In certain cases the primary reason for using delegated legislation, is that there can be a rapid response to new developments, e.g. the Prevention of Terrorism Act3 allows the quick addition of new prohibited groups. Similarly delegated legislation may allow minor amendments to statutes, such as might be appropriately being left to politicians, without the rigmarole of a new Act. For example the increase of the maximum extended licence period imposable on violent offenders to be in line with that imposable on sexual offenders4. An advantage of delegated legislation is that, unlike statutes, judicial review may be sought, although only by 'interested' parties (persons directly affected by the legislation).

The Committee on Minister's Powers5 said "whether good or bad", delegated legislation is inevitable, and, in the opinion of one of its members that it was a "necessary evil, inevitable… but nevertheless a tendency to be watched with misgiving" Delegated legislation is made because of; limits in time in Parliament, they allow rapid change and M. Ps lack detailed and technical legal knowledge. Turning attention to relative advantages/disadvantages of the legislative process, there exist several discernible disadvantages. Most M. Ps as previously mentioned, lack legal knowledge in brevity.

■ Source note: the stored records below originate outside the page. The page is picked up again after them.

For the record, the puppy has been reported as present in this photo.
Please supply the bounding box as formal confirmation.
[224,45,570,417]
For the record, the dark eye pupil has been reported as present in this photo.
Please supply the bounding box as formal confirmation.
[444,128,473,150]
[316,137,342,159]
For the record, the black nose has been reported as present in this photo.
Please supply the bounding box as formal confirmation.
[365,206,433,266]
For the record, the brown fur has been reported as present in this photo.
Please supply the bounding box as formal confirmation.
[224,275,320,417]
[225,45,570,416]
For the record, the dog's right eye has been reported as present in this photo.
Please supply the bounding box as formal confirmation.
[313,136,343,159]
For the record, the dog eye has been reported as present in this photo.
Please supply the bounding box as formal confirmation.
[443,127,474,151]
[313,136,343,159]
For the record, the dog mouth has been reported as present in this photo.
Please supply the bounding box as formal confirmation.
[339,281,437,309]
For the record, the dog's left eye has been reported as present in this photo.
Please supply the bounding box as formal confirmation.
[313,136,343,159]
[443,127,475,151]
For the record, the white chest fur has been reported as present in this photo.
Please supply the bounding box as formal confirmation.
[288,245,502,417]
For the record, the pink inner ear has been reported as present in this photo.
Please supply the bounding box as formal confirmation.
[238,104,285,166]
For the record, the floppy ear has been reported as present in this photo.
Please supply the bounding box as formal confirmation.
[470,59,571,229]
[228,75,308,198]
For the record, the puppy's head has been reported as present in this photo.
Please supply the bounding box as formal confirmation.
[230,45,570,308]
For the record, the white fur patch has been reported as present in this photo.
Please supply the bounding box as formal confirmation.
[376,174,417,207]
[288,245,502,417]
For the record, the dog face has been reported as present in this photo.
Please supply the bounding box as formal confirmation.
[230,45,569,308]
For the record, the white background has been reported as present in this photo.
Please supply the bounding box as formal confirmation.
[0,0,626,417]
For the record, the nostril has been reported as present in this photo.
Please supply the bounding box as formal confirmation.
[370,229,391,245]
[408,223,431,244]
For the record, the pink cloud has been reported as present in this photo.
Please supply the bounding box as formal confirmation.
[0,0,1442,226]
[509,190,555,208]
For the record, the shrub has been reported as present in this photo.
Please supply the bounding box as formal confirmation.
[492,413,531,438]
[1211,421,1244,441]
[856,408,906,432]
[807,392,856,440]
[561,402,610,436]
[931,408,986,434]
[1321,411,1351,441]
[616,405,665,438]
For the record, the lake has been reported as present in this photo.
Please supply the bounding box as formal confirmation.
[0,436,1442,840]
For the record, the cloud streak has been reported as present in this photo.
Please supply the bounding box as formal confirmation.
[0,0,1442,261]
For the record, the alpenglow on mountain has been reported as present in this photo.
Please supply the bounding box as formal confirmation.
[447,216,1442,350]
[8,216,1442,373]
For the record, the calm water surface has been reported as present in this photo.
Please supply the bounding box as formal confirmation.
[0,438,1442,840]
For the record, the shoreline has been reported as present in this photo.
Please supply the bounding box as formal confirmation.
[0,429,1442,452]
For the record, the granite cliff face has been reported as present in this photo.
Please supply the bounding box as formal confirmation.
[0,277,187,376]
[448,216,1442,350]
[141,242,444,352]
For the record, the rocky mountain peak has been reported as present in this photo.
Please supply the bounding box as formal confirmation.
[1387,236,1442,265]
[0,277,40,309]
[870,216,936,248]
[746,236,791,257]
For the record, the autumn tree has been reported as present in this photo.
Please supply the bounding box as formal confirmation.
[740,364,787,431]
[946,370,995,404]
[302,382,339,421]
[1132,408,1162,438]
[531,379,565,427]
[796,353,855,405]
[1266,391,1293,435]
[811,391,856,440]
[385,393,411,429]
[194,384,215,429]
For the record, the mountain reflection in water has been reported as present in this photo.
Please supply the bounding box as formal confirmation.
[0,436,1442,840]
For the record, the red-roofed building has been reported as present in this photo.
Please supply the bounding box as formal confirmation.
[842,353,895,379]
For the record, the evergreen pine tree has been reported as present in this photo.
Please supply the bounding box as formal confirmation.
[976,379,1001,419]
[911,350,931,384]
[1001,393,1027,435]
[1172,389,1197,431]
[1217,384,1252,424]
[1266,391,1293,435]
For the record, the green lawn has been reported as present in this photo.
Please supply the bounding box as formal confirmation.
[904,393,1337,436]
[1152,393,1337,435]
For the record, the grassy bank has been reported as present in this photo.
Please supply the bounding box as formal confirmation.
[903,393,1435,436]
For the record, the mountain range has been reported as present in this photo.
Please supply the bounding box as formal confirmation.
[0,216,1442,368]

They are, after all, politicians and not lawyers. In the House of Lords, there are many former barristers, lawyers and the like. It should be noted that there is an inbuilt Conservative majority in the House of Lords and it has been deployed for less than praiseworthy campaigns. Amongst the latest of these involves equalising the age of sexual consent between homosexuals at 16, as it is with heterosexuals. In 1998 the House of Lords managed to avoid this by threatening the Government's major Criminal justice Bill, subsequently the Crime and Disorder act 1998.

The Lords maintained there resistance but eventually gave way; it resulted in the Sexual Offences (Amendment) Act 2000. The Lords have also stuck there distinguished noses, in the Labour Government's promise to remove s 28 of the Local Government Act 1988 to intentionally promote homosexuality in schools, they were successful. These are merely two examples of interference on the part of the Lords, who, when suiting there Conservative 'Middle England' views and principles, can bully and threaten the Government. Perhaps, they feel their retaining good English values and morals that once existed.

One thing is for sure, democracy has never prevailed in the House, so how can they possibly be speaking on behalf on the nation? In 1975, in response to the criticisms of the language and style of legislation, arose the Renton Committee, comprised from the judiciary to the lay public examined the obscurity of language, over-elaboration of provisions, logicality of structure and confusion arising from the amendment of existing provisions. In short, it was unanimous that archaic language was very much prevalent and all criticisms were to certain extents justified.

It may be argued legislation is heavily debated, by those whom we have duly elected. Scrutiny is a key issue in this debate, and the processes of legislation are by no means hastily carried forward. Much time is devoted by our M. Ps in the House of Commons, and by the Lords, as each aspect is carefully debated and discussed sometimes even challenged. In conclusion, there lies within both forms of legislation, much room for rectification. Rectification we hope to see sooner rather than later.